Source Authority And Embedding Checkpoint

A technical resume point for the production embedding lane after wiring prior title intelligence into the corpus and running the first post-cleanup live Gemini slice.

The Single Idea

This run turned the rediscovery loop into repo behavior. The engine room now consults prior jobs-research title authority, clean candidate evidence, source ledgers, and salvage maps before deciding what can be embedded. It also ran a real Gemini Embedding 2 live slice for 500 clean top-worked-title chunks, then correctly stopped expansion because quality gates are still partial.

01 / What Changed

Prior Work Is Now A Build-Time Input

The corpus builder now loads the jobs-research title audit and clean candidate evidence before creating title chunks. Marketplace-shaped titles such as j.p. morgan wealth management - private client advisor - tulsa ok now embed as private client advisor, with the original title preserved as provenance.

FindLoad prior jobs-research, evidence atlas, ledgers, and salvage maps.

CleanResolve noisy marketplace titles before embedding text is built.

GateClassify each chunk as embed-now, progressive-only, repair-first, or blocked.

EmbedRun live vectors only for clean eligible slices, then stop on quality failure.

02 / Source Authority

The Hidden Gems Are Registered

Metric	Value
Source records tracked	10
Jobs-research title audit rows	37,478
Trusted jobs-research titles	15,104
Clean candidate rows	44,440
Clean candidate titles	6,700
JP Morgan title resolves cleanly	true

The registry points future agents to the harvest source map, title ledger, mapping-chain ledger, cross-repo salvage map, jobs-research title audit, jobs-research clean candidates, jobs-research source intelligence, evidence atlas aliases, evidence atlas responsibilities, and source truth ledger.

03 / Corpus And Eligibility

The Full Corpus Is Frozen, But Not All Rows Are Embed-Ready

Metric	Value
Corpus chunks	298,869
Estimated tokens	27,745,254
Title chunks cleaned by prior authority	19,578
Embed now	68,650
Repair first	230,219
Batch candidates	0

Batch remains locked. That is intentional: no source family moves to batch until it has clean eligibility, repair proof, progressive vector proof, and passing retrieval gates.

04 / Live Embedding

The API Works, The Quality Gate Held

Metric	Value
Status	progressive_partial
Live Gemini invoked	true
New vectors	500
Failed rows	0
Total vectors	2,077
Top 1,000 vector count	814
Top 500 vector count	478
Cosine gap	0.139058

The failed gates are gate_1_known_pairs_separate, gate_2_top_1000_and_500_complete, and gate_5_runtime_retrieval_candidate.
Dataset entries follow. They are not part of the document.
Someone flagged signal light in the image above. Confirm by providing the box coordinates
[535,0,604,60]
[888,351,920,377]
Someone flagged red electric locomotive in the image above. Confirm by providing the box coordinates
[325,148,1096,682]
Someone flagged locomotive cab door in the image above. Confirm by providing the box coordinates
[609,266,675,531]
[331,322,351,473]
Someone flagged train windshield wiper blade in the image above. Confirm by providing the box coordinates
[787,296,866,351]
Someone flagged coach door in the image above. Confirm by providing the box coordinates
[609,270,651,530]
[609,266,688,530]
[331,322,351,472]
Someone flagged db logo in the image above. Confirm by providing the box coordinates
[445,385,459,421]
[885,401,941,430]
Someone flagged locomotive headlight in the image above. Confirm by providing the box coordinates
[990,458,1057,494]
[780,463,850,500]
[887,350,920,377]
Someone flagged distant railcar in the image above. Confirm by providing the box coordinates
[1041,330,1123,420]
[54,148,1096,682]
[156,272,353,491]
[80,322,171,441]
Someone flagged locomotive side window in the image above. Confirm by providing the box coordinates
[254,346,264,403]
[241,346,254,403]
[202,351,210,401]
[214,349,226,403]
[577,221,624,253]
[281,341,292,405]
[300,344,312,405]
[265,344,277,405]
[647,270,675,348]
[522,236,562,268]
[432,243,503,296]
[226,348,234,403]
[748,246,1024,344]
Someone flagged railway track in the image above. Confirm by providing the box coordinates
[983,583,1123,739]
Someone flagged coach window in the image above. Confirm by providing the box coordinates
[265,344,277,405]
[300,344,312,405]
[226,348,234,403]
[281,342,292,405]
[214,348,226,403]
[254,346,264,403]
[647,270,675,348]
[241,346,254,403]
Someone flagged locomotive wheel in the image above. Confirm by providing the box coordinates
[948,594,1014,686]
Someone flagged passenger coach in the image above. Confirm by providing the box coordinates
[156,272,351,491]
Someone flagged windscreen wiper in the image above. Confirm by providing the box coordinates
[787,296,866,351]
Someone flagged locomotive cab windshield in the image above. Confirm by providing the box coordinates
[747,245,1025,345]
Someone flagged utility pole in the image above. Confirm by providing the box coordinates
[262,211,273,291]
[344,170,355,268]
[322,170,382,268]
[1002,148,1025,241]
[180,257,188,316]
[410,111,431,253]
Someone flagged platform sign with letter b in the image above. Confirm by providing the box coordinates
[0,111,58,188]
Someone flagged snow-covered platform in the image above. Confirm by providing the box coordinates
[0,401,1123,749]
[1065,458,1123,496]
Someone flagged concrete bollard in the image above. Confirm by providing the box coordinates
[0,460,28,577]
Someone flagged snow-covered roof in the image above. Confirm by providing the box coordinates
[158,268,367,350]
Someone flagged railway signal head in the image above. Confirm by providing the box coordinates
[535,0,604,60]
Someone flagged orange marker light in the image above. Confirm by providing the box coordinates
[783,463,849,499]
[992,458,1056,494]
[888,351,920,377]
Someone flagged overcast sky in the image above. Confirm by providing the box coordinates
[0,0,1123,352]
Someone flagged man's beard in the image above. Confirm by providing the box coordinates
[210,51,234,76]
Do not expand until these are addressed.

05 / Gate Cleanup

Old Human-Review Metadata Is Gone From This Lane

Generated embedding metadata now uses label_authority_status, not review_status. The recursive JSON scan found zero old gate keys or values across 298,869 eligibility rows and 289,720 repair rows.

uv run python - <<'PY'
# Recursive scan found:
# production_embedding_eligibility_v1.jsonl rows=298869 bad=0
# production_embedding_repair_queue_v1.jsonl rows=289720 bad=0
PY

06 / Next Slice

Resume With Gate Repair, Not More Spend

Start by improving the quality-pair construction and repairing the 70 top-worked-title rows that are still repair-first. Then rerun the top-worked-title dry-run and only execute another small live slice after Gate 1 and Gate 2 pass.
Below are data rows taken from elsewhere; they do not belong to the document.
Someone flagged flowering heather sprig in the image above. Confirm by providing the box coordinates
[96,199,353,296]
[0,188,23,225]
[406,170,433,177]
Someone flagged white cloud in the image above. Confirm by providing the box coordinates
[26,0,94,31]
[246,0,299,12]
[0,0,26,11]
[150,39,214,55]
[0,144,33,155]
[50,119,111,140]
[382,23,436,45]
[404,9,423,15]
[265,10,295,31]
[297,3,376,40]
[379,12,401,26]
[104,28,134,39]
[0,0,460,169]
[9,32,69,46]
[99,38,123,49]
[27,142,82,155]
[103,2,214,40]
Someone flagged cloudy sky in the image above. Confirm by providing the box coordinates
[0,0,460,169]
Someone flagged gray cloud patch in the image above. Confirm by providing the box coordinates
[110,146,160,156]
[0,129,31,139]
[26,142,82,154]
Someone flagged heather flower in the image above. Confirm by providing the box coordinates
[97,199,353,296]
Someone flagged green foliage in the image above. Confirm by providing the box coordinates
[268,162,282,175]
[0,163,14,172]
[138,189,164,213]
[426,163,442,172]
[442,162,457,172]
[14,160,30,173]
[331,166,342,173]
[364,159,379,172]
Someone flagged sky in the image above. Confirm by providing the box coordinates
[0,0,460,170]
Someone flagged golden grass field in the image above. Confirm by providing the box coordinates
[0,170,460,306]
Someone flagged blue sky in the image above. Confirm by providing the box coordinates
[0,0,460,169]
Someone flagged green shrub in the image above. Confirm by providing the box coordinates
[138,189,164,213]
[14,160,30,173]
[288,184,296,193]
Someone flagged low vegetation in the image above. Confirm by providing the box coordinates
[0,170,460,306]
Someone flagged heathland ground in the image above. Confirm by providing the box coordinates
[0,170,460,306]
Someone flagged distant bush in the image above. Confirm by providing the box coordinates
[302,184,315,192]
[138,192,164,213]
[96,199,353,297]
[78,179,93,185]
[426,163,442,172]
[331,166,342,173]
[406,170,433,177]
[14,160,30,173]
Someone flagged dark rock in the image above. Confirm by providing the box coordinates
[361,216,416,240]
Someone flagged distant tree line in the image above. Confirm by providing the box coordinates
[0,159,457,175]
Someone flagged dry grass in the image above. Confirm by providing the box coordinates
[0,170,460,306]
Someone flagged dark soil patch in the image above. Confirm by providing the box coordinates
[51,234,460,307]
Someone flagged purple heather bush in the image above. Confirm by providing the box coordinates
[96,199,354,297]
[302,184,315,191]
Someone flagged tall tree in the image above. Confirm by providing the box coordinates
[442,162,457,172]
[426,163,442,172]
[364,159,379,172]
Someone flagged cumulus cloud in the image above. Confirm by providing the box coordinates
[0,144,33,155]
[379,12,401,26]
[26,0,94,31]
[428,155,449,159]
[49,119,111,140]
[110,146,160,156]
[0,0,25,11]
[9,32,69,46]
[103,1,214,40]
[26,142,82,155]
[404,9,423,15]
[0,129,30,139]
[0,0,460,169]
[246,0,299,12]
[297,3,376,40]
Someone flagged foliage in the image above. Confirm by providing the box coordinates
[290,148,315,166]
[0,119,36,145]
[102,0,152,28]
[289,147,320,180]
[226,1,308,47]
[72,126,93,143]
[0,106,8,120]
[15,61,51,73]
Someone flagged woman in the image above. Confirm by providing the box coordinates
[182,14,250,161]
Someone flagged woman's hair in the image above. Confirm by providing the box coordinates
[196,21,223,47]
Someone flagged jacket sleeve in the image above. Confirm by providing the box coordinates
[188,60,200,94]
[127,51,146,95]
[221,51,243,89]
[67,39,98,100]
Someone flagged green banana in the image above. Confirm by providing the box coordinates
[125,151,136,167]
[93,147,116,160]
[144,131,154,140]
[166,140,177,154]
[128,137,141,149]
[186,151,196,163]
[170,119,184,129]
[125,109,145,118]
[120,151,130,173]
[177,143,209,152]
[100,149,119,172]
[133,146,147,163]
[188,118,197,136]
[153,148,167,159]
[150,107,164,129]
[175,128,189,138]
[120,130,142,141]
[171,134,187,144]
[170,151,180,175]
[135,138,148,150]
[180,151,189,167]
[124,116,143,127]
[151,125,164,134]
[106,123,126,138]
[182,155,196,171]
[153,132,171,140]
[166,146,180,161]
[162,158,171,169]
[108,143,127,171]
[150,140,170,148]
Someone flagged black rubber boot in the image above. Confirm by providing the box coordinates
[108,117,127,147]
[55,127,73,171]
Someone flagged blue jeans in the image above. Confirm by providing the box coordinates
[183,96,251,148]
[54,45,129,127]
cd /srv/aina/aina-data-engine-room
jq '{status, valid, failed_quality_gates, metrics}' artifacts/validation/ain_506_live_gemini_embedding_run_v1.json
sed -n '2327,2405p' src/aina_data_engine/production_embeddings.py
head -20 artifacts/validation/ain_506_live_gemini_embedding_run_v1_quality_pairs.jsonl

Where To Start

The source-authority loop is addressed; the next work is semantic quality, top-title completion, and only then more embeddings.